VonNatascha Bergerschließen
Vor der Küste Mauis wurde erstmals eine Paarung von zwei Buckelwalen dokumentiert. Bei den Forschenden wirft das Fragen auf – nicht nur, weil es zwei Männchen waren.
Maui – Unweit von der hawaiianischen Insel Maui (USA) wurden erstmals zwei Buckelwale bei der Paarung fotografiert. Das soziale Verhalten von Buckelwalen wird seit Jahrzehnten von Forschenden untersucht. Auch in den Medien lassen sich immer wieder Berichte von ungewöhnlichen Begegnungen mit den Meeresriesen finden.
Doch vor allem, wenn es um das sexuelle Verhalten der Tiere geht, sind viele Fragen noch heute ungeklärt.

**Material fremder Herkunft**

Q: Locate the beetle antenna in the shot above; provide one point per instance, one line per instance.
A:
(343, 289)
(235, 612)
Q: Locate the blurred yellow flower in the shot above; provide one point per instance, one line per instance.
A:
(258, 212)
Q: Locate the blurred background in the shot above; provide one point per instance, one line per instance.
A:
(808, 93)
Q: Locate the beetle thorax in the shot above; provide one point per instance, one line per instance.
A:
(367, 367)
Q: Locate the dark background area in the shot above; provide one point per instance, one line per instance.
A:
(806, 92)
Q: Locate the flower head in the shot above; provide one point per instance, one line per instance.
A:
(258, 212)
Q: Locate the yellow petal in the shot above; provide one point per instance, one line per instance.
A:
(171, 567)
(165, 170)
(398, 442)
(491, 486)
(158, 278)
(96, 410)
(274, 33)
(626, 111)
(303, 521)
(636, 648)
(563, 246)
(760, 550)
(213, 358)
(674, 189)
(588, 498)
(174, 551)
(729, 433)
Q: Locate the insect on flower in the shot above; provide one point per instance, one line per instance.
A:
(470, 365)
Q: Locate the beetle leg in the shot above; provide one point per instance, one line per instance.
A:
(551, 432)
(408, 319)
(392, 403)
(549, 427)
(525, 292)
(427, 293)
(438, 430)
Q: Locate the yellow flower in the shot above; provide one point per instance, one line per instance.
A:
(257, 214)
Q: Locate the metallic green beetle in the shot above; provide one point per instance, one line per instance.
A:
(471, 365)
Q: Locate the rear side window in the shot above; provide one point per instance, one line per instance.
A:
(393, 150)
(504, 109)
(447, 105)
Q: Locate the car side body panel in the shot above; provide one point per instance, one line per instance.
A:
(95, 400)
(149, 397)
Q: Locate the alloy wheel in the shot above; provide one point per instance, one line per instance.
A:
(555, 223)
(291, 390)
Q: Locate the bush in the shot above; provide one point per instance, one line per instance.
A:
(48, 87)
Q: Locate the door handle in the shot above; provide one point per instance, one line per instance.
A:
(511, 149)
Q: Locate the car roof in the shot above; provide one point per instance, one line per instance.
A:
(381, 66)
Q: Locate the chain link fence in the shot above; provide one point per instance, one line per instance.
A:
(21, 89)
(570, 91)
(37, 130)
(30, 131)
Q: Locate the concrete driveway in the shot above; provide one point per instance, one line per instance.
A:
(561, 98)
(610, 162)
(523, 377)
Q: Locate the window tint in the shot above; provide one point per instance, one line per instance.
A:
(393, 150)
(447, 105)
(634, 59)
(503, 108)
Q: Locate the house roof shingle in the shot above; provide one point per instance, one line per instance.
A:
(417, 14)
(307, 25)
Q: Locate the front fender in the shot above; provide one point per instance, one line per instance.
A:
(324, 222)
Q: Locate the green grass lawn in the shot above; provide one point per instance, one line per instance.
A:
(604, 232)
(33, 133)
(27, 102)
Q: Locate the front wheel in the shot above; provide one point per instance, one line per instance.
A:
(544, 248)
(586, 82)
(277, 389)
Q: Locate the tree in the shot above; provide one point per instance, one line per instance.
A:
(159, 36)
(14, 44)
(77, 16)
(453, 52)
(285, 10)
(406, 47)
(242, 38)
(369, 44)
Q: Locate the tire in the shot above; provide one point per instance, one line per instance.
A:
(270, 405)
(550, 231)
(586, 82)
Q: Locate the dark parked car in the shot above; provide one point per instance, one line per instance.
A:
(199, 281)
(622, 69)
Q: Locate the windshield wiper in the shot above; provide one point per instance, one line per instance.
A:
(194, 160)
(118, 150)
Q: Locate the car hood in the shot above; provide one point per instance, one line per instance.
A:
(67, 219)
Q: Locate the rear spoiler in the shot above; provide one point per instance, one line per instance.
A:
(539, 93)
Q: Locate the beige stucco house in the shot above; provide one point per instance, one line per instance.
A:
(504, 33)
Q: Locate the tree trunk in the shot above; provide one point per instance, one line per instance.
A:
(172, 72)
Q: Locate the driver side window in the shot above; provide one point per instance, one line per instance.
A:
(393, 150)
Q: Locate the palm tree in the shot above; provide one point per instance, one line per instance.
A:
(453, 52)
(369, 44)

Umso erstaunlicher sind die Fotos, die nicht nur erstmals die Paarung zwischen Buckelwalen dokumentieren, sondern auch zwei männliche Tiere dabei zeigen.
Forscher äußern Verdacht: Wollte kranker Buckelwal seinem Artgenossen entkommen?
Die faszinierenden Aufnahmen im Pazifischen Ozean wurden bereits vor über zwei Jahren gemacht und nun in einem wissenschaftlichen Journal „Marine Mammal Science“ veröffentlicht. Am 19. Januar 2022 legte ein Schiff mit zwei Fotografen an Bord am sogenannten Molokini-Krater im Pazifischen Ozean an. Der halb-versunkene Krater liegt rund vier Kilometer von der Insel Maui entfernt und gilt als ein beliebtes Ziel für Schnorchelausflüge und Tauchgänge.
Während sich das Boot an dem Krater aufhielt, näherten sich die beiden Buckelwale. Rund 30 Minuten lang konnten die Fotografen Lyle Krannichfeld und Brandi Romano mit ihren Kameras unter Wasser die außergewöhnliche Begegnung festhalten: Einer der beiden Meeresriesen schien krank, wies eine ungewöhnliche bräunliche Hautverfärbung sowie Wal-Läuse auf.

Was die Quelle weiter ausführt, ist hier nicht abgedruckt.